Societal participation was subdivided into pre-specified domains. The domains “car as driver” and “car as passenger” are clearly defined, and the physiological strain associated with car driving was expected to be low. By contrast, domains such as “cycling” or “work & education” can encompass a broad range of different activities, and therefore physiological strains will vary greatly. Nonetheless, only minimal differences were noted for all societal participation domains combined and for the domain “recreation, leisure and sports” specifically.

Study strengths and limitations

To our knowledge, this is the first study comparing patient-perceived and physiological strains of societal participation in a heterogeneous group of people living with MS in a community setting.

Some study limitations should be mentioned. First, although the Whereabouts smartphone app was able to make a clear distinction between the various domains of participation at location and during transport (14), it was difficult to determine specific strains due to the broad pre-specified domains (e.g., “recreation, leisure and sport”, “household tasks, groceries and gardening”, “wheelchair (manual or electronic)”). Second, heart rate might not be the most appropriate indicator of physiological strain, as it can also fluctuate due to factors such as stress, body temperature, or medication, all of which likely play a role in pwMS (40). In addition, it is important to be aware of possible alterations in cardiovascular autonomic control in some pwMS (41). A delayed heart rate response during high-intensity activities, especially those of short duration, might have resulted in lower estimates of physiological strain (42). An alternative measurement might be oxygen uptake during societal participation. Furthermore, heart rate measured by a Fitbit might have resulted in an underestimation of physiological strain compared with heart rate measured by gold standard ECG measurements (29). A more accurate approach might involve ECG or a chest-worn heart rate monitor. Moreover, we estimated HRmax of participants using the Karvonen formula. This might have underestimated the HRmax, and to a lesser extent also underestimated physiological strain measured as %HRR, especially in the older study population (43). Finally, perceived strain was measured on a scale of 1 to 10, while exercise studies usually use 0–10 or 6–20 scales. The 1–10 scale used reduces generalizability and makes comparisons of studies difficult (35).
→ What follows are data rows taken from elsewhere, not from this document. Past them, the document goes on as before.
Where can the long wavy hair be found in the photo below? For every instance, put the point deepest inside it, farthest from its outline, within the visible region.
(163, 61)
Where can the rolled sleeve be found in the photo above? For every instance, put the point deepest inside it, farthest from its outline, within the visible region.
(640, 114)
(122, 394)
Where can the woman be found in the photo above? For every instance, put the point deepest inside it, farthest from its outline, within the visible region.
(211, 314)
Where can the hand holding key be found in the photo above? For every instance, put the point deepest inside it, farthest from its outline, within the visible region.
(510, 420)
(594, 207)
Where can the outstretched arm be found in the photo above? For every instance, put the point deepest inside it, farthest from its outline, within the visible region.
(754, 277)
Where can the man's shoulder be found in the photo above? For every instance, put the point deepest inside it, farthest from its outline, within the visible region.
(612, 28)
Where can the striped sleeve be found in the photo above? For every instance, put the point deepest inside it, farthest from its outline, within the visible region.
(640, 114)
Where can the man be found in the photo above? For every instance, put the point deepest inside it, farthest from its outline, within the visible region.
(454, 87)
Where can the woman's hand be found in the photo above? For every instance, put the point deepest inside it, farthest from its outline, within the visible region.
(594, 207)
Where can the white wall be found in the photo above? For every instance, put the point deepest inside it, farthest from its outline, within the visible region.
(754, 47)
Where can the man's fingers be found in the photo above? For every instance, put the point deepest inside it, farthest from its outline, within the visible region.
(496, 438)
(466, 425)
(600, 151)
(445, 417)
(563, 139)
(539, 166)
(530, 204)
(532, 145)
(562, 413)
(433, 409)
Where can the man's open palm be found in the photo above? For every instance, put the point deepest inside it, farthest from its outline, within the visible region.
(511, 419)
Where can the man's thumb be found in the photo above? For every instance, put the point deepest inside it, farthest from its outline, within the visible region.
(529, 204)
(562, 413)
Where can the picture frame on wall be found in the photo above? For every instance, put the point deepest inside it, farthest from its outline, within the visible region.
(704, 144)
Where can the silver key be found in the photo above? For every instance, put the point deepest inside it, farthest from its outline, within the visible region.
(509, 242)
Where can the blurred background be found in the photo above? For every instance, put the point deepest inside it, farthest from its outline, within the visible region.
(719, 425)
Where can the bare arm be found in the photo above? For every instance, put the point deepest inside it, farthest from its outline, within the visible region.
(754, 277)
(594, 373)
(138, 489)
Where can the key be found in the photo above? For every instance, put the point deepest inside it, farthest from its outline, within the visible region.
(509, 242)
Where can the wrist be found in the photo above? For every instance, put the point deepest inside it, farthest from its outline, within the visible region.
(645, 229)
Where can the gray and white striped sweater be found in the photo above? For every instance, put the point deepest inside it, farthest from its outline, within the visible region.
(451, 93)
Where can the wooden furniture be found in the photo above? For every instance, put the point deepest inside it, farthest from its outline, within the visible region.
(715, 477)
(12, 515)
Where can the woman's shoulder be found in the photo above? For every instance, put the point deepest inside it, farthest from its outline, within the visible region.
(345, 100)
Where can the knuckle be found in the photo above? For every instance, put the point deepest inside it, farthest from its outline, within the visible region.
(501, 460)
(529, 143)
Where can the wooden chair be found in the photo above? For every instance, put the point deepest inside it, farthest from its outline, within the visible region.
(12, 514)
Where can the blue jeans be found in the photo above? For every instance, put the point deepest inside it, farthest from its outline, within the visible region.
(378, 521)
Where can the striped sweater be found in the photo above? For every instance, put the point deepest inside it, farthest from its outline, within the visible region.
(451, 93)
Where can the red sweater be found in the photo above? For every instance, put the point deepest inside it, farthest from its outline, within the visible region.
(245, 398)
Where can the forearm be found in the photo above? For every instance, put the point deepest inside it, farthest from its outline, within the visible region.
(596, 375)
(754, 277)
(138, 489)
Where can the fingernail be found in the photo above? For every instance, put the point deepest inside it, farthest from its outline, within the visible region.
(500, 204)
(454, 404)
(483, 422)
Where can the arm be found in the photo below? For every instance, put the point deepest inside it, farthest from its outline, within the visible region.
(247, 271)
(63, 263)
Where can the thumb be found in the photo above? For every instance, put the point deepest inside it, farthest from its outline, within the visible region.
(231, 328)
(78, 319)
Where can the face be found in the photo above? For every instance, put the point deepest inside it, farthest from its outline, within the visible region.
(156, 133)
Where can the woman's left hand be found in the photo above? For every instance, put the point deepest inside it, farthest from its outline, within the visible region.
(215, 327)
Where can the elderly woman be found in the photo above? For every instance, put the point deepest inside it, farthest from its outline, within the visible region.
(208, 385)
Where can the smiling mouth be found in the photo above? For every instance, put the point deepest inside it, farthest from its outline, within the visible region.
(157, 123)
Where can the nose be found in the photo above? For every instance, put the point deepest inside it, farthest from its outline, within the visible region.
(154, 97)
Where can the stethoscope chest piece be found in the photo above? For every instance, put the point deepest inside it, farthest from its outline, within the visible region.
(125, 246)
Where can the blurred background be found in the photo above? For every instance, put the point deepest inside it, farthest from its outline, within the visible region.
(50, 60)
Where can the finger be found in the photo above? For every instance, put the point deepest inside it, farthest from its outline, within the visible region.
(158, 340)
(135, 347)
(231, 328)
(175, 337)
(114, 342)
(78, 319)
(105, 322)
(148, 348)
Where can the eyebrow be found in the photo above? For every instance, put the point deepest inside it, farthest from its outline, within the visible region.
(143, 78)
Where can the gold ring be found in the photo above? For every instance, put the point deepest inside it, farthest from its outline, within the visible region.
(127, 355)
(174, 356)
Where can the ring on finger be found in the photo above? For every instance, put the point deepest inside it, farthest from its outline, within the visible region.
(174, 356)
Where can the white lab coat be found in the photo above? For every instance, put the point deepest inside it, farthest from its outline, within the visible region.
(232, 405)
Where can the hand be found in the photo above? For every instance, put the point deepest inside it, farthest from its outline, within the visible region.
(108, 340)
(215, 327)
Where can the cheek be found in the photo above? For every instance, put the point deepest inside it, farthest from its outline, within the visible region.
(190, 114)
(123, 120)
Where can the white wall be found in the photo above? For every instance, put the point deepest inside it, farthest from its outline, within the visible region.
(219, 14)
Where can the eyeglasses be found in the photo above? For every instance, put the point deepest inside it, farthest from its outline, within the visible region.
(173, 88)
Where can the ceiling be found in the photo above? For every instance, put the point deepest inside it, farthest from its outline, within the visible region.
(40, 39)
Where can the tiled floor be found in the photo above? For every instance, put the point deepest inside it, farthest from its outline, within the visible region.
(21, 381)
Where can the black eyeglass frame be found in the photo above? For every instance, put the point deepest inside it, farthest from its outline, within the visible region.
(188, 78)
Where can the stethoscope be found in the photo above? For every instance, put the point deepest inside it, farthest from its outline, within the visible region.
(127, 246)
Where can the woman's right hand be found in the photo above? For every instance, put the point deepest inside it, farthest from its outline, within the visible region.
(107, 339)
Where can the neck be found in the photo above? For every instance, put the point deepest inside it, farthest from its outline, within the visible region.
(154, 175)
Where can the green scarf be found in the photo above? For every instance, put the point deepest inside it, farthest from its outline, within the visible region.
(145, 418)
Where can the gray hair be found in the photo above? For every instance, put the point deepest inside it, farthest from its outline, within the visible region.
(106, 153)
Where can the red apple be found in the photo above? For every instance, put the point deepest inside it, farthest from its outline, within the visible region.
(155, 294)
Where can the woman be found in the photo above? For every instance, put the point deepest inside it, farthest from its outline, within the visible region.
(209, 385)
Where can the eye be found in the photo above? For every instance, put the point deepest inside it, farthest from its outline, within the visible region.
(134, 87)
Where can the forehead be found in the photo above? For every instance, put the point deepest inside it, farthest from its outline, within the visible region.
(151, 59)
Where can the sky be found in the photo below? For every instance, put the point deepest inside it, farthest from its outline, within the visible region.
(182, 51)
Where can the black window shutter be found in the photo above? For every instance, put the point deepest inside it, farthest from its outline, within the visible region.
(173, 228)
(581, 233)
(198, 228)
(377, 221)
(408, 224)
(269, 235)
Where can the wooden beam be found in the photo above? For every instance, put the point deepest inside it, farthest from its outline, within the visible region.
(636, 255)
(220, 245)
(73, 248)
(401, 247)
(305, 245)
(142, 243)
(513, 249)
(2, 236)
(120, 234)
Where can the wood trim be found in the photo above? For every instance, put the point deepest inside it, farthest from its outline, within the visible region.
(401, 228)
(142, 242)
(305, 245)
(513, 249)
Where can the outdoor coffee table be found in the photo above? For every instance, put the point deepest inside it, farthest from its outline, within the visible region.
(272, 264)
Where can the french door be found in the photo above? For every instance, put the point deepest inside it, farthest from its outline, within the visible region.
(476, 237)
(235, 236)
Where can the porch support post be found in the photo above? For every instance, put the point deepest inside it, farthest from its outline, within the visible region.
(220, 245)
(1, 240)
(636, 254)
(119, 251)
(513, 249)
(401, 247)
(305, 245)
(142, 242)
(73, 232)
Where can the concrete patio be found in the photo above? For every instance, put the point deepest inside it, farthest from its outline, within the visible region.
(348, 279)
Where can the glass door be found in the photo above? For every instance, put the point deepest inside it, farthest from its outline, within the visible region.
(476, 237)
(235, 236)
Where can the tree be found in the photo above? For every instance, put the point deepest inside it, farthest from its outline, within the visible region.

For future studies it would be insightful to add a healthy control group. Including a healthy control group can provide insight into the relationship between perceived and physiological strain among healthy people and whether this differs between healthy controls and pwMS.

Conclusion

Assessment of the 7-day relationship between patient-perceived and physiological strains during societal participation in pwMS showed that the perceived and physiological strain of societal participation should be considered as 2 different constructs. The Whereabouts smartphone app provided valuable information to users concerning perceived strains, a factor that may limit active societal participation. We suggest that future measurement of the physiological strains of societal participation will require the deployment of additional wearables.

ACKNOWLEDGEMENTS

Ethical clearance: This study has been conducted in accordance with the declaration of Helsinki and participants gave written informed consent prior to participation. Ethical approval was waived by the medical ethical review board of the VU University Medical Center, Amsterdam.